An activity-packed primer backed by the power and authority of a passionate parent.


An After-School Workbook for First and Second Graders with Autism

A mother shares her insights and at-home exercises tailored for early autistic learners in this how-to parenting/education guide.

For Adams (The Needs of Billy and Other Autistic Children, 2014), it was soon apparent, watching the struggles her autistic son, Billy, faced in school, that she’d have to provide additional assistance at home. In her new workbook (her first was focused on special needs kindergartners), Adams first offers commentary on what she found to be particularly helpful to address the early learning needs of her own son, which she believes will be applicable to other autistic and special needs children.
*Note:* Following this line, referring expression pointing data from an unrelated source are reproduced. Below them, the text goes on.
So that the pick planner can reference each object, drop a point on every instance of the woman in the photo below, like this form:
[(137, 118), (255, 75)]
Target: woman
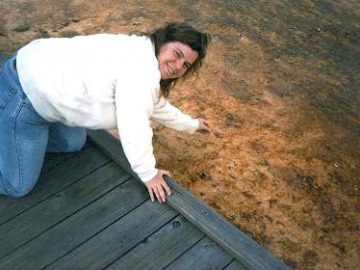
[(53, 89)]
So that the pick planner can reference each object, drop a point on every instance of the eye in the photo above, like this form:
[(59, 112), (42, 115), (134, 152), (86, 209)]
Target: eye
[(178, 55), (186, 65)]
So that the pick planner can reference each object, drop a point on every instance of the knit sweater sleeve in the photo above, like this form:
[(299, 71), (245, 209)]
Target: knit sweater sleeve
[(171, 117), (134, 106)]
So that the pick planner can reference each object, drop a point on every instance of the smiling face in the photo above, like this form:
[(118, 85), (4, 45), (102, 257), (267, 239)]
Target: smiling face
[(174, 59)]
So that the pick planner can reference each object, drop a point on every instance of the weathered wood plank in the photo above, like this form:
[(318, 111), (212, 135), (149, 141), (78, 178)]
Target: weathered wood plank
[(46, 214), (235, 242), (162, 247), (75, 230), (118, 238), (204, 255), (54, 159), (235, 265), (54, 180)]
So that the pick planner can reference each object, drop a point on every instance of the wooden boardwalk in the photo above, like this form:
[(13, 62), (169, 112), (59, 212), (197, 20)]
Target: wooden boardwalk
[(88, 211)]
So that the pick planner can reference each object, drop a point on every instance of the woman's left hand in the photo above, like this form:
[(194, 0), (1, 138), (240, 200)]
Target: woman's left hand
[(204, 126)]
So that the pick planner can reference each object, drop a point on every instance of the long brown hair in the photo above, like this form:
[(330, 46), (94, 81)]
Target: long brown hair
[(184, 33)]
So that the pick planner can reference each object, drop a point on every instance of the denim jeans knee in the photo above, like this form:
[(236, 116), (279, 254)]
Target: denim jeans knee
[(23, 136)]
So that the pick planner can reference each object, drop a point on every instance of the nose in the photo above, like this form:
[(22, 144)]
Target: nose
[(179, 65)]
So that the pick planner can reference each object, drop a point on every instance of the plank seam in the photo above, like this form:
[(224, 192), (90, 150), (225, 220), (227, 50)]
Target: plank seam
[(60, 221)]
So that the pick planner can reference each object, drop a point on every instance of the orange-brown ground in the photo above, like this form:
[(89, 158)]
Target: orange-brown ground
[(280, 88)]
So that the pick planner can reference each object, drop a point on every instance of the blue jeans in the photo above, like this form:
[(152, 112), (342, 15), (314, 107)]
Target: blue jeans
[(25, 136)]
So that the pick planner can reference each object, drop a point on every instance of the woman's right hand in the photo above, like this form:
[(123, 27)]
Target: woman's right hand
[(158, 186)]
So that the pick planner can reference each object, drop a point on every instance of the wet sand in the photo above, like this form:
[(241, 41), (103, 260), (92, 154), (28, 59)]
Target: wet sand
[(280, 88)]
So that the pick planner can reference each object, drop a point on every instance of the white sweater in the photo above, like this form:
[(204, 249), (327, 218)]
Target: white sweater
[(101, 81)]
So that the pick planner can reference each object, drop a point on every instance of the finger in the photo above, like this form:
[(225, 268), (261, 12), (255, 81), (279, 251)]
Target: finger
[(162, 193), (157, 193), (167, 189), (151, 194)]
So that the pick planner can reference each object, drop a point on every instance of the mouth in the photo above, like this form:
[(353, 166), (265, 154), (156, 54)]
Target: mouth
[(169, 70)]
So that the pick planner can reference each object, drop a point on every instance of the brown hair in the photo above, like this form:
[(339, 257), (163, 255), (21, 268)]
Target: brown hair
[(184, 33)]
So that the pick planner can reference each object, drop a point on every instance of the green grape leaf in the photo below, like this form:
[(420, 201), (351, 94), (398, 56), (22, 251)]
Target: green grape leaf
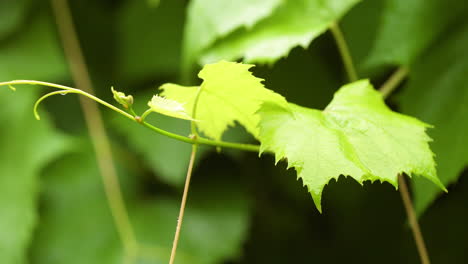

Her insights include that parents must be aware of and address attention-span limits and also use “the obsession,” such as taking advantage of a particular child’s ability to focus better when there is a consistent underlying noise. The bulk of her book consists of simple and generally one-page exercises that families can use with their children, “so parents can get all the information in one book instead of having to shop at different places for different materials.” These exercises include many focused on visual identification: of animals, parts of the human body, differences within a group, and more. Math and science topics are naturally part of these lesson kits, including fill-in-the-blank sentences to guide the child to find out and record body measurements. The workbook wraps up with two short stories to prompt conversation and reading comprehension. Adams has done a commendable job in collecting an array of exercises that will save parents time and money trying to find sources elsewhere, providing many avenues for discussion and reinforcement of math, spelling, and other key fundamentals of early learning. Adams’ inclusion of a sign-language lesson could have used more explanation (such as how and when to use such a language aid), and this book’s black-and-white illustrations are rather crudely drawn, which may lessen its appeal to some. Still, most parents should appreciate this clear and simple workbook, particularly since it was created and road-tested by a concerned mother.   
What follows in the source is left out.